Living in Weatherfield without Derek proves too difficult for Mavis. She surprises Rita when she suggests that they should move away and go into business together. They discuss the possibility of running a guest house in Cartmel, a village in the Lake District. Rita considers it but both realize that a partnership would not work. Mavis goes without her, buying a guest house and leaving Weatherfield in October 1997. She and Rita bid each other an emotional farewell, ending a partnership of 25 years.

==Reception==
Brian Meade of the Daily Mirror has suggested that Mavis was a "national institution" who enriched the life of millions. In the Scottish newspaper The Herald Alison Kerr listed Mavis as one of the female characters that in her opinion have been "the real pivot" in the serial, "ever ready with a sympathetic word". An article in the Huddersfield Daily Examiner said that Mavis was one of Coronation Street's best-loved characters, describing her as timid and "clad in sensible cardigan and shoes". Jules Stenson writing in The People said that Mavis was much like the previous character Minnie Caldwell (Margot Bryant): they were both "easily bullied" and, like Minnie, Mavis seemed to be "on the shelf for life" until her marriage to Derek.

In Meade's opinion, Mavis gave a name to and represented a certain type of woman: "A 1940s spinster with a 1940s head who's looked 50 since birth. A Woman's Realm made flesh. And you have a name for her. She's a Mavis ... Mavis Riley was a masterpiece of observation". His opinion was shared by Gerlinde Frey-Vor and Julia Hallam, who consider Mavis to be a "model for a spinsterly type of woman". Brian Meade suggested that Barlow had "honed a comic gem until it cut into the national consciousness" in her characterisation of Mavis, likening her to other successful TV characters like Basil Fawlty, Del Boy Trotter and Alf Garnett. Meade applauded Barlow for staying true to Mavis's character for 26 years, "sustaining the most timid, world-weary of women with remarkable consistency. Try to recall her great lines and you are stumped. Every sentence she whimpered seemed to begin with 'Ooh Derek' and end with: 'Well, I don't really know, but he suggested that she had graced some of Coronation Street's "finest scenes", pointing to Mavis and Rita's spoof of a Laurel and Hardy act as one example.

The character received various accolades over the years. At the TV Times "Corrie Awards", Mavis and Derek were nominated for "Best Couple", and Susannah Clapp listed Mavis in The Observers "10 best Coronation Street characters" list. Clapp said "Thelma Barlow played [Mavis], with exceptional delicacy, in a variety of pastel pinnies, for 26 years." She concluded that she had a "tumultuous relationship with her soulmate, Derek". When Barlow quit the role as Mavis in 1997, various Coronation Street stars praised her contribution: Sherrie Hewson (who played Maureen Holdsworth) said "Thelma's a wonderful lady and a superb actress. We'll miss her"; Michael Le Vell (Kevin Webster) said "Thelma's quality as an actress shone through for everyone to see after the death of Derek"; Peter Baldwin (Derek) said "It has made a difference to the programme and the departure of Derek and now Mavis is going to upset a lot of viewers".

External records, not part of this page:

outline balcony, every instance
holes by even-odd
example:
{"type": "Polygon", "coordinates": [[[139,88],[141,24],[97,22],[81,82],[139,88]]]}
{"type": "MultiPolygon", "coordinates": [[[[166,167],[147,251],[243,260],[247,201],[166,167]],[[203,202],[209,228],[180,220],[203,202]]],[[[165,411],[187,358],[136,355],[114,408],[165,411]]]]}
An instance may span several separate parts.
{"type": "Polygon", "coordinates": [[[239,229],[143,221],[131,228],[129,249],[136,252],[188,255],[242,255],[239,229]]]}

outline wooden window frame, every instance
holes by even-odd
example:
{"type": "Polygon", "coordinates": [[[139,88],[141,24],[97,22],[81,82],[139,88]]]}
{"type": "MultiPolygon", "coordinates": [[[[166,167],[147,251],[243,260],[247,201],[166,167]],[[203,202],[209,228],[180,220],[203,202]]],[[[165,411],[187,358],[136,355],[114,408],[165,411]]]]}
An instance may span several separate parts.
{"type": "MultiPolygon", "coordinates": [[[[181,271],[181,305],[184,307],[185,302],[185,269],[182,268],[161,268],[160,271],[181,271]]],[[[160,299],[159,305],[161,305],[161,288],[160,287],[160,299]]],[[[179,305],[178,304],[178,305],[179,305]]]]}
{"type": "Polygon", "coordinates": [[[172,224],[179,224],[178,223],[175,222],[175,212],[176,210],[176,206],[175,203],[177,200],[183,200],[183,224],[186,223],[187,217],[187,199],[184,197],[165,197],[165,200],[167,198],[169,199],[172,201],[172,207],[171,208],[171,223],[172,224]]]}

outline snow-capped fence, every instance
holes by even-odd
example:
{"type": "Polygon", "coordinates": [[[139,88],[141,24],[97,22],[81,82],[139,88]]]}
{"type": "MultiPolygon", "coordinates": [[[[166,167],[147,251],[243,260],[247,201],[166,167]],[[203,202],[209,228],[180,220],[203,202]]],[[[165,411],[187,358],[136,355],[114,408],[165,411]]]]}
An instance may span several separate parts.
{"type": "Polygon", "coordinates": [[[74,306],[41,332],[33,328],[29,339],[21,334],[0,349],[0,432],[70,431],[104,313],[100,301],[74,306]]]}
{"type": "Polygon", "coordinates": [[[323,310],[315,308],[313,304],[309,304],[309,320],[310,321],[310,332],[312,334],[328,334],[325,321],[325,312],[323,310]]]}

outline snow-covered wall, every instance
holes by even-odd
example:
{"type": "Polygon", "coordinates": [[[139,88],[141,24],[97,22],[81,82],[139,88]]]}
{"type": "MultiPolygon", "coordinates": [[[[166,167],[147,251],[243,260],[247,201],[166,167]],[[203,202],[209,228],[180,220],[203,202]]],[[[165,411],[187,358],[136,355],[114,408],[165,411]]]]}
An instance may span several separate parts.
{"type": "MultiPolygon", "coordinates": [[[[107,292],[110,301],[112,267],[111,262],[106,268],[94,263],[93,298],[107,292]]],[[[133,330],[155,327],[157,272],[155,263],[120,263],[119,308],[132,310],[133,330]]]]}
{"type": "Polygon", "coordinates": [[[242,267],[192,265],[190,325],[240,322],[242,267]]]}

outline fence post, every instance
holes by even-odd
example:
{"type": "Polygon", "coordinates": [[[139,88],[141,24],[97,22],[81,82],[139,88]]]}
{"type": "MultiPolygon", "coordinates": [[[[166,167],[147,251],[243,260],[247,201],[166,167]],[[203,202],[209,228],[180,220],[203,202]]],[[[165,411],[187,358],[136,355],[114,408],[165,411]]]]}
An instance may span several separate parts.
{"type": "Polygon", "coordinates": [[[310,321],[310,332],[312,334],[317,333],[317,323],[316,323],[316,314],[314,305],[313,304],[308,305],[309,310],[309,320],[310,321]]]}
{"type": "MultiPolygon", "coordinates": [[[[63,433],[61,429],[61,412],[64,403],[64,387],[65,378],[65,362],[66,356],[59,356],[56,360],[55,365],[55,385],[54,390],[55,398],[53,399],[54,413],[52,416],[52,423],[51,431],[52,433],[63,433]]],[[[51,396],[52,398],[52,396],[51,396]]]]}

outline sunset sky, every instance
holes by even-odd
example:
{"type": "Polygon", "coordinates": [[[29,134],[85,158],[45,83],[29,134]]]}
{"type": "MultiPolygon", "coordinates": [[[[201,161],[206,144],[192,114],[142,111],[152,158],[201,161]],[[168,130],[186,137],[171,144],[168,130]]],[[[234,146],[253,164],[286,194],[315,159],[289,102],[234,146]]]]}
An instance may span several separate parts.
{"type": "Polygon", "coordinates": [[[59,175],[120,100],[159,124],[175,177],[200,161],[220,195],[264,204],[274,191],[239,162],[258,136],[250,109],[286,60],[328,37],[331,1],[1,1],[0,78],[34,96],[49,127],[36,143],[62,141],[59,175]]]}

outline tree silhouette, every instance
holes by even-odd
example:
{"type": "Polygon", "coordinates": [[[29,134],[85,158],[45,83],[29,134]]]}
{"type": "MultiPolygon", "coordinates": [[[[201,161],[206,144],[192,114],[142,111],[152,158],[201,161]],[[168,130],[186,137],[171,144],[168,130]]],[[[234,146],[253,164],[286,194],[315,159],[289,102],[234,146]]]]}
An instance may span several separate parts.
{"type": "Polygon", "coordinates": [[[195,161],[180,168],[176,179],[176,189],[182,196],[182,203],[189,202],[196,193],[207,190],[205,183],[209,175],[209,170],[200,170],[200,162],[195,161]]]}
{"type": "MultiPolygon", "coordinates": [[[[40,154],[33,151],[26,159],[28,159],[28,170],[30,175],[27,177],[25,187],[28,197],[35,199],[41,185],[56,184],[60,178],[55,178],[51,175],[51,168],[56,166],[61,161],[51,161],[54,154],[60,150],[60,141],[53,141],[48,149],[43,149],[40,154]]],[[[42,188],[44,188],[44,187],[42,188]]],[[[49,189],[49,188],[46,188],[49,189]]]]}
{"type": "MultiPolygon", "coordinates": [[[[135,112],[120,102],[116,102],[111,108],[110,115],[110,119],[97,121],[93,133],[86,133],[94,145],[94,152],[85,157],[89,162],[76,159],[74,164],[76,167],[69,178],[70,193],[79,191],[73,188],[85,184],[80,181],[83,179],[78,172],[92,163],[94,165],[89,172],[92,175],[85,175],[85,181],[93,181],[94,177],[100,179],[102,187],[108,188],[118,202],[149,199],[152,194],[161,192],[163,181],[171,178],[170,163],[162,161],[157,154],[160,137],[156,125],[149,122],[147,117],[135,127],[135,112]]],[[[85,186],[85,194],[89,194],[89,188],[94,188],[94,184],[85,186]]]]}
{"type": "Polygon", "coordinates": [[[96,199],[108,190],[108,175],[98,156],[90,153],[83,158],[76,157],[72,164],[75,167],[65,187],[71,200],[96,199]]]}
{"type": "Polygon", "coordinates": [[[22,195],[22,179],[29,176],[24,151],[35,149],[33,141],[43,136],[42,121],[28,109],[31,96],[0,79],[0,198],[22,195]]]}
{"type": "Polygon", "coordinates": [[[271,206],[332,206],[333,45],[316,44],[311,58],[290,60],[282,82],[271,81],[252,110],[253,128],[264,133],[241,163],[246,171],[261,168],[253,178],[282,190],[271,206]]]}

Mavis has been praised for providing Coronation Street with much comic relief via her partnerships with Rita and Derek. Reflecting on Mavis and Derek's partnership in 2010, Paul Vallely of The Independent said that they were an example of a "great double act", but he noted that they could not survive in the serial after it became focused on "dramatic storylines".

Mavis has remained a popular and well-loved character. In 2010, thirteen years after her departure, Darren Fitzgerald wrote in The Sentinel (Stoke-on-Trent) that he wanted to see Mavis return to the serial and that he would have written out half of the cast and brought her back as a replacement. But Mavis has also been criticised: Jack Kibble-White, writing for MSN, called Mavis and Derek a "pathetic couple", suggesting that their gnome plot was one of the serial's most bizarre. Inside Soap ran a feature compiling "The 100 greatest soap stories ever told". They featured Mavis and Derek's wedding story in which they jilted one-another as their 83rd choice.